Here I am, saying hello to my first bluebell on Friday:

photo by Liz

and here I am, sitting in the first cafe I've been in since March 2021, eating a bacon sandwich:

photo by Liz

I had the Astra Zeneca, and the after effect this time was feeling washed out all weekend. Of course it could be the result of too much socialising, sunshine and excitement, but I think it was the jab. I am not complaining, just reporting.

All I had the energy for was finishing my current painting:

The view from here.

I need a new novel to read. Any suggestions?

no sci-fi

no magic realism

no horror

no crime

no unmitigated darkness.

What I want is a warm novel about ordinary people, beautifully written, and not too wordy (like Barbara Kingsolver and Maggie o'Farrell are.) The ideal is Kent Haruf's trilogy - which begins with Plainsong ;   or All the Light We Cannot See - which I am still telling everyone about. 

I can take a sad ending.

Chrissie has suggested A Gentleman in Moscow and I'm going to check it out.

Do you have any other suggestions?

While you think about it you can look at the photo I took last week of the sunrise - from the field next door, while in my pyjamas:


Christine said...

Great painting!

Anonymous said...

I agree, the painting really sings!

Thea, xx

Kristine said...

Stoner by John Williams
The Salt Path and The Wild Silence by Raynor Wynn
This is Happiness by Niall Williams
Illyrian Spring by Anne Bridge
Brief Loves That Live Forever by Andrei Makine **

But I think you may have read some of these already ......
The one great thing about getting old is that you can read books again, as if for the first time :)

Love your paintings.
Keeps smiling,

Sue Hepworth said...

Thank you, Thea.

Thank you, Kristine. I have read The Salt Path which I liked, and also Stoner which I’m sorry to say I hated, because i thought it unmitigatedly miserable.

But I looked at the books of Makine and I think I’m going to buy his book The Life of an Unknown Man. The one you suggested looks too sad. But his writing appeals to me.
I am also going to read a sample of Illyrian Spring to see if I like it.

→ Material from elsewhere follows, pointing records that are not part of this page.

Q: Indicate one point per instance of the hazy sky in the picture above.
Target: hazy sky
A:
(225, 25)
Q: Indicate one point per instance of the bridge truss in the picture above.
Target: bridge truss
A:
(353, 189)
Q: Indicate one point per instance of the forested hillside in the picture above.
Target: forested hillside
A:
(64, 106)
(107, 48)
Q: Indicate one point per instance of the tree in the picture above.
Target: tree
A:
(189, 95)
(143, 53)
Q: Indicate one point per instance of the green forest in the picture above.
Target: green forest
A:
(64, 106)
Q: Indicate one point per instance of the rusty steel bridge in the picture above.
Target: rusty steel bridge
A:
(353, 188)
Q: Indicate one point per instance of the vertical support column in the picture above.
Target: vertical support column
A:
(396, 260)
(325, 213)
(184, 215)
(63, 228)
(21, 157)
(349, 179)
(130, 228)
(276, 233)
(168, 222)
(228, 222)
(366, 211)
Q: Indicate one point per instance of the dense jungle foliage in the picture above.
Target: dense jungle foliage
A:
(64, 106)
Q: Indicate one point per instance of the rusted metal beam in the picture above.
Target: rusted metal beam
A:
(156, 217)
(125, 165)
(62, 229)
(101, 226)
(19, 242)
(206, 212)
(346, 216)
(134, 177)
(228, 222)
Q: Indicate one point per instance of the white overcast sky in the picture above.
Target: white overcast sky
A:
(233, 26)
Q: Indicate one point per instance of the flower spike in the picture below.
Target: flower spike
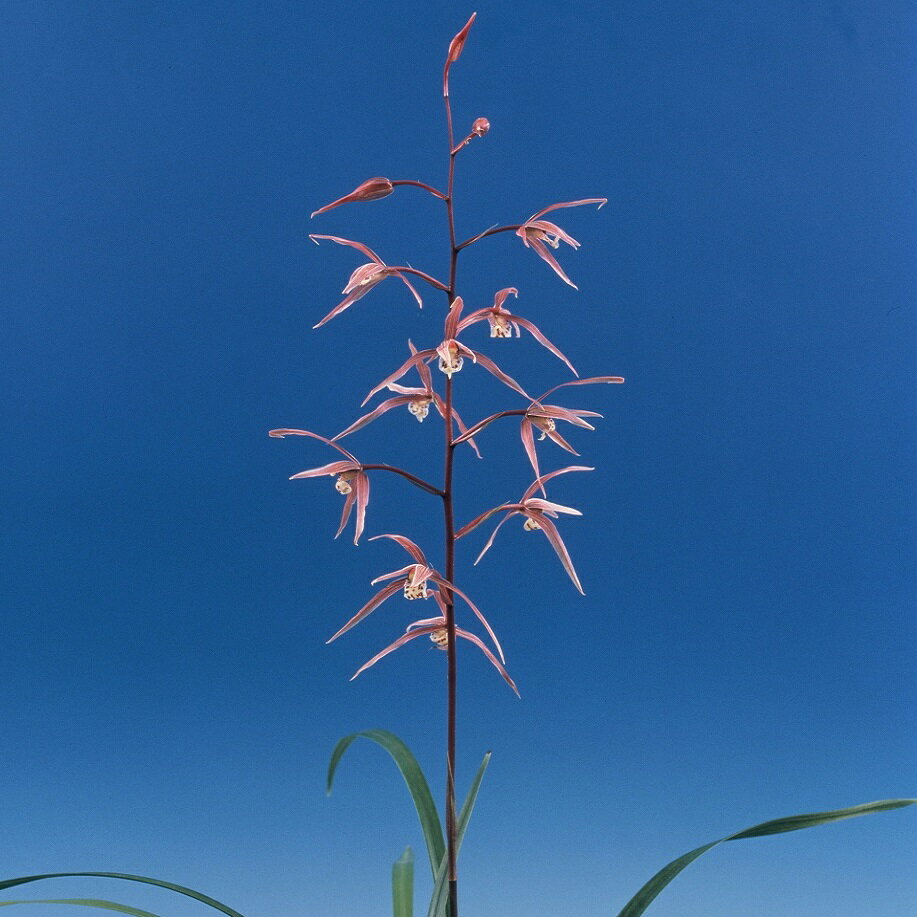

As for reading books again - I do. I just reread Our Souls at Night by Kent Haruf for a third time and enjoyed it even more!

marmee said...

I wanted to do a proper list but the day got away from me. Sue my suggestions are books that I have re read recently. First off, Bricks and Mortar by Helen Ashton and House-Bound by Winifred Peck. Both were re prints by persephone and are indeed books about ordinary people. I enjoy reading them, they make me think , the Winifred Peck has its moments when it makes you laugh out loud. I also recently read Mrs Lorimer's Family by Molly clavering ...this is a bit fluffier but not brainless and I don't know, it is that sharp eye that sees how we are with one another and describes it in an ascerbic fashion but also with acceptance and understanding, but it is a light read.

Sue Hepworth said...

Thank you very much, Marmee, I will check these out.

Anonymous said...

Painting is lovely. I have just read All the Lonely People by Mike Gayle and as I finished it, I thought at the time (about 1.30 am) it might be something you would enjoy. Jenetta

Sue Hepworth said...

How lovely to be thought if at 1.30 a.m. in a friendly way by someone I have only met once.

Thank you for the suggestion Jenetta. I have just read a sample and will read the whole book. It looks heartwarming and will counterbalance the melancholy of The Life of an Unknown Man.

Sue Hepworth said...

Kristine, I have ordered Illyrian Spring as well as a book by Makine.

Kristine said...

I hope you enjoy Illyrian Spring - it is a very old novel, but I liked it :)
I didn't find the Brief Loves That Live Forever sad, but poignant and beautifully written. I don't know the Makine you mentioned - I will check it out. I think you would love the Williams book too.